Figures for August 2020 are the second highest so far in terms of new tenancies started, with 21 people moving into their own home and a total of 306 tenancies started. Aberdeen and Aberdeenshire joint Housing First consortium marked 55 tenancies created, almost half their target of 120.

The key indicator of ‘tenancy sustainment’, which shows how many people kept their tenancy, remains high over the full first year of the Pathfinder, this month at 87%. This compares favourably to international benchmarks for tenants who often have trauma and long-term homelessness as part of their life experience.

Of the 40 tenancies that have ended during the Pathfinder, 19 were cases where a tenancy could not be sustained successfully – for example, abandoning the flat. The remaining 21 ended for other reasons – sadly, mostly likely to be as a result of the death of the tenant or long-term prison.

Dundee, at 49 tenancies, is just one shy of the halfway mark towards a target 100 tenancies. Housing First tenant, James, from Dundee, was the second referral for the city’s consortium and took up a Housing First tenancy after recovery from addiction and periods of rough sleeping.

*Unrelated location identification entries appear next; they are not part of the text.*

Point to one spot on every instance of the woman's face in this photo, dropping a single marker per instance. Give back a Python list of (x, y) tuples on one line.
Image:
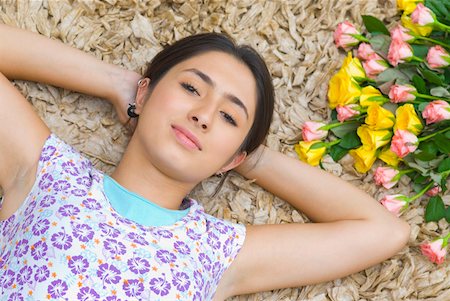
[(197, 117)]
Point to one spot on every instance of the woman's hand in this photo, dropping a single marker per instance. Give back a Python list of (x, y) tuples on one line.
[(125, 85)]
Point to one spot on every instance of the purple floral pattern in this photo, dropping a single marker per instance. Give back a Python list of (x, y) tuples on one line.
[(65, 230)]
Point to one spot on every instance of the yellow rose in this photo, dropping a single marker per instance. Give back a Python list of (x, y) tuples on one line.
[(308, 155), (353, 67), (378, 118), (423, 31), (342, 90), (389, 157), (408, 6), (364, 158), (370, 95), (407, 119), (372, 138)]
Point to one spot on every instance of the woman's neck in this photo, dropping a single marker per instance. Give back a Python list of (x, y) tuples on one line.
[(141, 177)]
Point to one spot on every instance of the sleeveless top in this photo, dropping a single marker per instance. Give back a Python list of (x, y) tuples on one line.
[(138, 209), (66, 242)]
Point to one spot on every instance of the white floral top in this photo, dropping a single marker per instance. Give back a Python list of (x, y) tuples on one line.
[(66, 242)]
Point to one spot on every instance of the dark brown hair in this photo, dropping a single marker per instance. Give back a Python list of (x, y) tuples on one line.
[(197, 44)]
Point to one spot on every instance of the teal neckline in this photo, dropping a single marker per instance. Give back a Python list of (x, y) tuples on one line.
[(138, 209)]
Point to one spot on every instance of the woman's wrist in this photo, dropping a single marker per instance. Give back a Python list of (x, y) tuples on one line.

James said: “I didn’t want to go into a hostel because I wanted to keep away from that environment and support my recovery, so I stayed on the street. The Housing First team kept in touch with me and really got to know me, and then they helped me find a flat, now it’s just weekly check ins. After about a year I chucked away my sleeping bag when I finally felt sure I was going to be safe and secure in the flat. Housing First has changed my mindset and I’ve built a new life for myself.”

Doug Gibson, partnerships manager at Homeless Network Scotland, said: “Each milestone reached is down to the hard work of tenants, housing providers, support workers and local partners and never more so than in recent months. A significant scaling up of Housing First was signalled by the First Minister in the recent programme for government, which makes the National Framework for Housing First, due to go out for consultation shortly, timely.

“That will provide a clear and comprehensive resource to support every partner and sector starting or scaling up Housing First in Scotland in line with our original objectives and the new urgency brought about as a result of the pandemic.”